There are seven routes to the 19,341-foot summit of Mount Kilimanjaro, the world’s highest freestanding mountain. Ours was the “Whiskey Route” which takes seven days to complete. While the tourist guides and blogs are pretty honest when they say that most people in ‘reasonably’ good shape can make it to the summit, it might be more accurate to say they have a decent chance. A walk in the park it isn’t; only about 50% of the people who start the attempt make it to the top.
Kili, as it’s affectionately called, doesn’t require the technical skills of the climbers of the Himalayas, nor the supplemental oxygen usually reserved for peaks over 20,000 feet. It does however, require at least several days of severely strenuous hiking in an ever-thinning atmosphere that can and does take a toll. At 15,000 feet a twenty-step walk for a bit of personal privacy behind a rock can leave you panting and dizzy.
This all the more reason that hikers tackle Kilimanjaro with guides whose job is your safety, porters to lug gear, and cooks to keep you fed when you’re burning upwards of 10,000 calories a day.
The guiding companies varied greatly in price and comfort. Our trek was with a rather high-end outfit called Abercrombie and Kent, which for our hiking group of 12 had a support team of 70. The porters and guides were a remarkable lot who climb the mountain several times a season. Our head guide Dismus has been up it nearly 300 times in his life. Our guides were filled with kindness, smiles and songs of encouragement as they skipped up slopes that left our fellow travelers dizzy and exhausted.
A word about our team is warranted. My wife Pippa and I were the only real civilians amongst the twelve, as pretty much everyone else was there for work filming an episode of Richard Wiese’s “Born to Explore” including Richard himself. Pippa and I were more like payload though, as the oldest folks on the climb, filmed daily to record our fears and hopes which changed as much as the weather as we crossed through six distinct ecological zones from subtropical rain forest to alpine desert.
Changing moods go with the gain in altitude and constant need to change gear as the weather shifts. Everyone climbing the mountain goes through this, but I suspect the quality of the experience is directly proportional to the quality of the company you keep. This not only means the people climbing with you, but the care given by the staff.
In our case each couple had a very large tent, with a cot and mattress, and a series of porters to carry pretty much all your gear and then some. The large tent may seem like overkill but when changing in the generally frigid mornings being able to stand and put on your thermals, hiking pants, rain pants, gaiters and boots was nice especially compared to other folks in tiny pup tents swearing as they squirmed in their very confined quarters.

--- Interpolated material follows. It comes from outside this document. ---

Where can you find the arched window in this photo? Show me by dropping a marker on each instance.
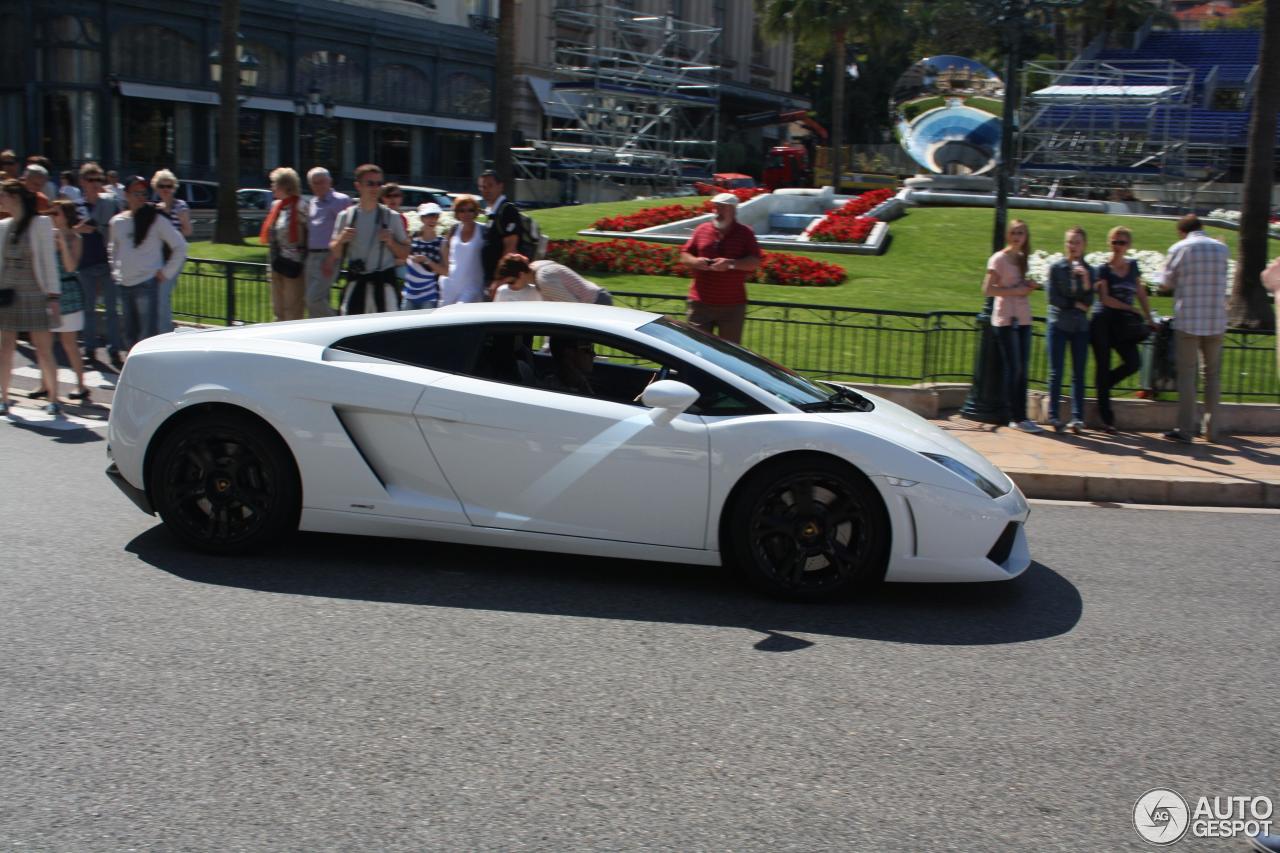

Our group also had a massive dining tent that doubled as the social center, portable toilets and shower stalls that to the best of my knowledge were never used; the water there usually froze.
The food might not win awards at lower altitudes but it was hot, plentiful, and edible if not actually gourmet. A side benefit is that we all lost quite a bit of weight over the course of the seven-day adventure.
We all had to deal with a variety of high altitude afflictions ranging from mild headaches and dizzy spells to nausea and intestinal problems. It’s common to take a drug called Diamox which is said to help with the altitude but is a severe diuretic which wasn’t too much of a problem during the day but kept liter bottles filled each night (carrying the label, “DON’T DRINK”).
The climax, of course, was the trek to the summit that started around midnight in the midst of a driving snow and hail storm (40-50 mph winds!) and concluded at 7AM at the peak. This part was the most difficult by far but whether due to sleep or oxygen deprivation the only thought on everyone’s mind was making it to the top. Perhaps at the very peak of exhaustion the guides broke into a Swahili chant that seemed to give us just enough encouragement to take the final steps. Every one of us made it.
In the months after all this I’m still rather at the top of the mountain; the pride, and, yes, surprise at the achievement has not slipped away. There may be other mountains to climb, or maybe not, but possible future adventures that at some level cause trepidation, may provide just the motivation I need, as Kili has proved.